There is still much to learn, particularly about how to support networks to become more self-sustaining, how to develop book clubs that integrate with other book clubs and link to other community activities, and how to include even more excluded individuals and reach particular populations, such as those in prison, in education in special schools or with special needs in mainstream schools.
Although book clubs are free to the members, there are costs involved in recruiting, training and supporting volunteers, as well as in covering the cost of the Disclosure and Barring Service. Who are these volunteers and what do they get out of the experience? The Kent Libraries Time2Give volunteering programme has been invaluable in terms of recruiting suitable volunteers for work within the libraries, and a grant-funded project manager. The grant has enabled the librarians and volunteers to attend a half-day training course on how to read books without words in a group and how to set up a book club.
Volunteers have come from a variety of backgrounds and routes, including existing volunteers within the current volunteering scheme who were interested in finding out about these particular book clubs.

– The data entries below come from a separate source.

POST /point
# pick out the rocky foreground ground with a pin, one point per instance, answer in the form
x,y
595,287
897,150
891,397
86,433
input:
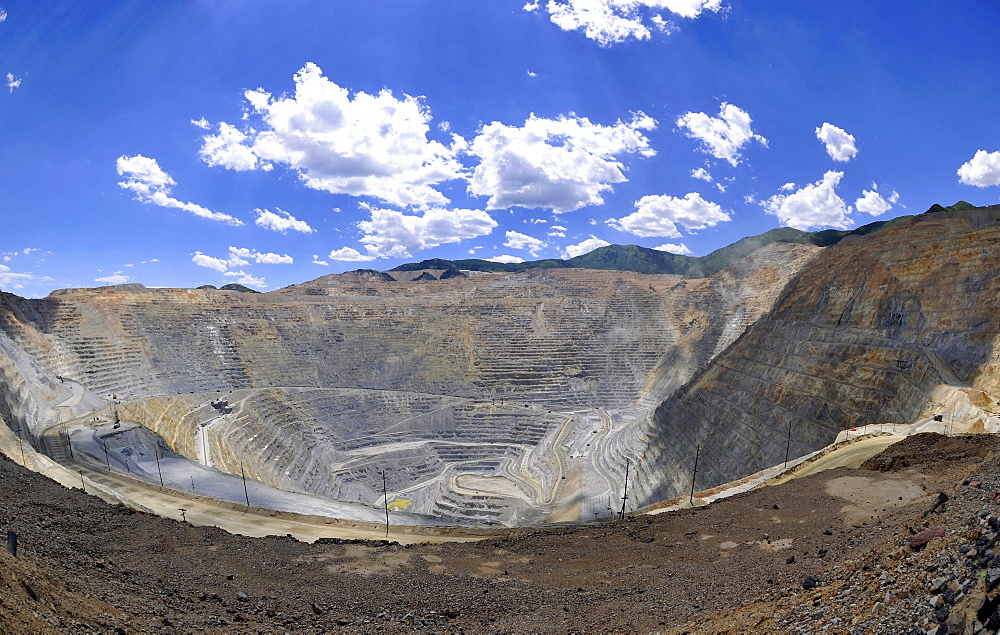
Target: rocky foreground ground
x,y
905,546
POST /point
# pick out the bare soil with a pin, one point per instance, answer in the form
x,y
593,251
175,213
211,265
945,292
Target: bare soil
x,y
85,566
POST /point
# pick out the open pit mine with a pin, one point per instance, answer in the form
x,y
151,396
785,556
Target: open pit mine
x,y
492,398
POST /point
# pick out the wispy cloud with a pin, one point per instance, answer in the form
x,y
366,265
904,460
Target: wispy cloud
x,y
150,184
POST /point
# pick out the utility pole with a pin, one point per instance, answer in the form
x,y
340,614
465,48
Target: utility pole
x,y
694,475
156,454
788,444
20,442
621,515
245,492
385,496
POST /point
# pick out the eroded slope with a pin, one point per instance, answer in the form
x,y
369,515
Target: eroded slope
x,y
861,336
493,397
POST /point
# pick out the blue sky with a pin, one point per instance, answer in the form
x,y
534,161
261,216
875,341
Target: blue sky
x,y
269,143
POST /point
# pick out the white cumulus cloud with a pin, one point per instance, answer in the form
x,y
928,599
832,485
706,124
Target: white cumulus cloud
x,y
227,149
240,257
659,215
281,221
393,234
585,247
247,279
517,240
507,260
349,254
361,144
839,145
610,22
115,278
562,164
150,184
202,260
722,136
702,174
814,206
871,202
982,170
680,249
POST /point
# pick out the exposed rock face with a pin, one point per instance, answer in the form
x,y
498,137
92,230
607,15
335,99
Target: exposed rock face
x,y
860,336
487,398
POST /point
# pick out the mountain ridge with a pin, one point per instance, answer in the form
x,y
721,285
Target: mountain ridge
x,y
652,261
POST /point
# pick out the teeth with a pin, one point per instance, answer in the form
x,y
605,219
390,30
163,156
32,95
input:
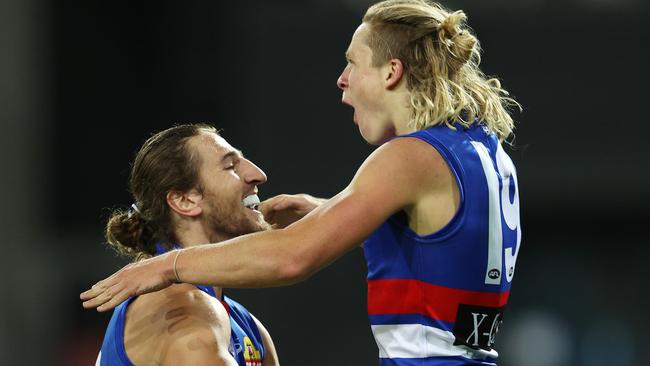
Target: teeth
x,y
251,201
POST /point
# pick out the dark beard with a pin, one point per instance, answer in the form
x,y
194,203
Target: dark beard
x,y
231,220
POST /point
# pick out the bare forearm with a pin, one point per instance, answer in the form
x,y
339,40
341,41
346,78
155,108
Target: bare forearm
x,y
263,259
273,258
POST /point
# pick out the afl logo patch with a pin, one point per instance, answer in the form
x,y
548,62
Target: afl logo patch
x,y
494,274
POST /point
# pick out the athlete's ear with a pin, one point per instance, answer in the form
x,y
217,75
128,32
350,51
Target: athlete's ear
x,y
185,203
394,71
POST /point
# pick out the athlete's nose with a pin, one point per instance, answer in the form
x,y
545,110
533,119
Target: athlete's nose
x,y
252,174
342,81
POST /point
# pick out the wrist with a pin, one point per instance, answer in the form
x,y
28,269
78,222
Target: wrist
x,y
171,266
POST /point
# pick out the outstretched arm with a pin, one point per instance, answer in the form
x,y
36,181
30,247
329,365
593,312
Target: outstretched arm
x,y
390,179
285,209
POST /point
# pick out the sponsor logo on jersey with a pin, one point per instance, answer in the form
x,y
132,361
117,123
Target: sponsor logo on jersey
x,y
477,326
251,354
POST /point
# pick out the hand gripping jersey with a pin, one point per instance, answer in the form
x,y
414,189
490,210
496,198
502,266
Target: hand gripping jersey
x,y
246,344
438,299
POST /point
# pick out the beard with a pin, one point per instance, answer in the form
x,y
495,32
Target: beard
x,y
230,219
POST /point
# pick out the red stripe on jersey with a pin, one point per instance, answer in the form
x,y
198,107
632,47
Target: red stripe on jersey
x,y
399,296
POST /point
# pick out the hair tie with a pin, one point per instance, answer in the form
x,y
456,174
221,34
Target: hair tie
x,y
135,208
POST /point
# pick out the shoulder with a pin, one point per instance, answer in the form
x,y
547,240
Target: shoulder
x,y
173,321
180,304
406,161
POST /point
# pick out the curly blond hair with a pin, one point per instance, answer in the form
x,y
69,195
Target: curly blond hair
x,y
441,60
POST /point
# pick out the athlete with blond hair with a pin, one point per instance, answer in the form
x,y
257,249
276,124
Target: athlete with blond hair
x,y
436,204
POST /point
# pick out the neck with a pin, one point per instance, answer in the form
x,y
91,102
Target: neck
x,y
399,105
196,234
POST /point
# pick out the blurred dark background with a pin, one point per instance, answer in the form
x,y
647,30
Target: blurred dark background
x,y
83,84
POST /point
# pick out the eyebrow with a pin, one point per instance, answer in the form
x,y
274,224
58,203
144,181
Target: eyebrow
x,y
231,153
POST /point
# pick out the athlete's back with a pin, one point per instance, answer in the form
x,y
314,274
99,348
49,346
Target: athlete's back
x,y
182,319
439,298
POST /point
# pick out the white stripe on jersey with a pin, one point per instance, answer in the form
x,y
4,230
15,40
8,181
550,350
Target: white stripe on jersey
x,y
421,341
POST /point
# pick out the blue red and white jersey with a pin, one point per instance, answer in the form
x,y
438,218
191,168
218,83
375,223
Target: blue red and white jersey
x,y
246,344
438,299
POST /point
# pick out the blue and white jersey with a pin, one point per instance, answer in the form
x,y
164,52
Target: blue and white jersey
x,y
438,299
246,344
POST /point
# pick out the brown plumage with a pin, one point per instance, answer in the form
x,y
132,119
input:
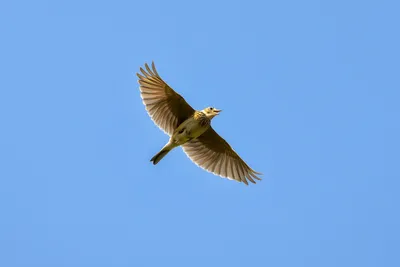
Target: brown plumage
x,y
190,129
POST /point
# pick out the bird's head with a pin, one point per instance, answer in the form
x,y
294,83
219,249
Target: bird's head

As might be expected, people who already have an interest and positive regard for people with disabilities have volunteered, too. They are all people who want to be more involved in their local community and have enjoyed the challenge of setting up something new and finding out what works. Their satisfaction is high when group members are having fun and learning. One volunteer was recently thanked with a huge smile and gentle touch to her arm by a man who does not speak; it was a much cherished moment for her. But they are also given positive encouragement by other casual library users, who see the groups as they are passing through. There is an added value of greater positive visibility for people who are often marginalised. Does the Minister agree that children and adults with learning disabilities could benefit hugely from our growing recognition of community libraries as hubs for information and learning with the additional help of volunteers? Could he suggest other ways in which volunteers could help to improve access to library services for people with learning disabilities and other non-traditional library users?